Eventual record: 10-6 (Lost in division round)
Roughly three years after the Super Bowl Shuffle, this Eagles rap shows NFL songs beginning to evolve from Cameo knockoffs to Bobby Brown knockoffs. “Buddy’s Watching You,” which refers to coach Buddy Ryan (there’s no explanation as to whom Buddy’s creepily watching), spurns the fancy-pants videos of its predecessors by simply sticking to footage of the team in the recording studio, allowing their musicianship to take center stage. Hall Of Famer and ordained minister Reggie White uses the opportunity to draw parallels to his faith: “I hit quarterbacks like they committed sin.” And in the most pitiful moment of these generally pitiful videos, poor kicker Luis Zendejas is not only forced to admit he’s a nervous Nellie before a big kick, his overly stilted delivery implies producers told him, "Hey Luis, just slowly say the words and we'll put the beat behind it later in the mixing process."
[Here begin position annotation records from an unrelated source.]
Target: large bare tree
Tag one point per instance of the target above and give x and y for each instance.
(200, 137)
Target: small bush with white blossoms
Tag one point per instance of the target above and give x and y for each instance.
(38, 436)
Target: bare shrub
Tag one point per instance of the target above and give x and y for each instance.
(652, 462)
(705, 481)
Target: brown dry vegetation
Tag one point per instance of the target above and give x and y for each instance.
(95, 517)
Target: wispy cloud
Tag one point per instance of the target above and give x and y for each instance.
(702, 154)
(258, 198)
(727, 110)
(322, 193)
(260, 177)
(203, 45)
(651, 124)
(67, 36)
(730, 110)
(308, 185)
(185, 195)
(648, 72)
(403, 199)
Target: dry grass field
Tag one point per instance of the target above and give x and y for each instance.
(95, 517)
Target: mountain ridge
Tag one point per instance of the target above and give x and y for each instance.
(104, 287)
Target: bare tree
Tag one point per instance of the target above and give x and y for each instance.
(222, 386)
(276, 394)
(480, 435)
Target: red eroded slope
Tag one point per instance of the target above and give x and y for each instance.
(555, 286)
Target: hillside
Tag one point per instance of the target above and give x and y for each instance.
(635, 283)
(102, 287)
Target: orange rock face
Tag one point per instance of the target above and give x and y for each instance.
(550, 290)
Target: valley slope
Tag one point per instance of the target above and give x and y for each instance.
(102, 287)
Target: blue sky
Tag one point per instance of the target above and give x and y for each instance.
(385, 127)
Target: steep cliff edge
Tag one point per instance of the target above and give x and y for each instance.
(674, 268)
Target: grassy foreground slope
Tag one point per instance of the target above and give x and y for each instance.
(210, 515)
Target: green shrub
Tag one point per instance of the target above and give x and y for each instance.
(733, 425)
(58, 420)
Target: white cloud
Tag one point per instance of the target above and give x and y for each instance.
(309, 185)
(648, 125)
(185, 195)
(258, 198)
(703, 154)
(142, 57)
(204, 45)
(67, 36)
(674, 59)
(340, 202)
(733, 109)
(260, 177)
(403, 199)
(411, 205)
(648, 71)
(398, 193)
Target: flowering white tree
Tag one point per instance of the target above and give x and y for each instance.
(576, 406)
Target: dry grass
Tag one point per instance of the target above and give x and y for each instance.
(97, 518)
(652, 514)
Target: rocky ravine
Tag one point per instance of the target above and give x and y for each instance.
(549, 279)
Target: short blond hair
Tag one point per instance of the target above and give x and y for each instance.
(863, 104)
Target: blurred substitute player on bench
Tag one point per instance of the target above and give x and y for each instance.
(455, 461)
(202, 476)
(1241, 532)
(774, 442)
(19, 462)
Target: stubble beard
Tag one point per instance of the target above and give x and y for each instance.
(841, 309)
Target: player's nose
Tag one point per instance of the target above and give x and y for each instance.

1990-91 Miami Dolphins, "U Can't Touch Us"
Most inspirational lyric: "Thank you for blessing me / With all those Dolphins and all that speed"
Eventual record: 12-4 (Finished 2nd in AFC East Division)
Though now impossibly dated, the Miami Dolphin's take on MC Hammer's "U Can't Touch This" was probably at the time considered borderline hip and only mocked by the team's detractors. After breaking formation at the start of the video as Cory And The Fins, rather than snap the ball, the team breaks out into song and does their best to imitate MC Hammer's dance moves sans parachute pants (instead donning obnoxious striped Zubaz pants) or actual dancing. They dutifully march in place while shots of the team pretending to play keytar and drums and whoever the singer is (clad in a white suit, bow tie, and no shirt for that extra dash of class) intercut throughout the whole thing. And while the song and music are both obvious nods to Hammer, they also manage to squeeze in a couple of LL Cool J lines too for good measure.
1996-97 Green Bay Packers, "Packarena"
Most inspirational lyric: "Every time they cross the goal line / they jump into the stands and its so fine."
Eventual record: 13-3 (Won Super Bowl XXXI)
Much like the Dolphins’ “U Can’t Touch This,” the “Packarena” draws from the hottest fad of that year, modifying the words to Los Del Rio's "Macarena" so that it's no longer about the seduction of a sassy Latino's flamenco dancing, and moreso about the seduction of safety LeRoy Butler's "Lambeau leap." Performed by a morning radio host, Packarena appears to be arranged through the wonders of MIDI, with stock audio clips of lineman crunching into each other. A duo of Wisconsinites spouts out the names of the key players with drunken gusto during a chorus that ends with "hut hut." As silly and tacky as Packarena is, at least it coincided with the popularity of the song it was parodying, unlike in 2008, when the Packers once again made the NFC Championship game and the radio station simply remixed the Packarena to fit the 2007-08 squad. Yawn.
2009-10 Minnesota Vikings, "Purple and Gold"
Most inspirational lyric: "The veil of the sky draws open / The roar of the chariots touch down / We are the ones who have now come again / And walk upon water like solid ground."
Eventual record: 12-4 (Lost NFC championship game)
In the midst of the unbridled anticipation of their NFC Championship appearance, Vikings' fans enjoyed this newly released fight song from Prince, which sounds suspiciously like a church hymn about an impending apocalypse. "Roar of the chariots?" The "elegant war?" Who, exactly, on the Vikings is walking on water? Maybe we're missing something—since Brett Favre can't manage to throw the ball to a member of his own team in the final seconds of championship game. Surely he's not capable of descending from the heavens, right? Aside from complicated, intricate funk-soul arrangements that suggest the next Vikings vs. Lions game will be as spiritual as a battle in Hades, credit Prince for finally introducing an element these NFL songs had been lacking—a vibrant flute solo that introduces the royal march of the drums and Prince's heavenly falsetto. Nothing says, “punishing blows to the quarterback’s vital organs” quite like the lithe toots of a woodwind.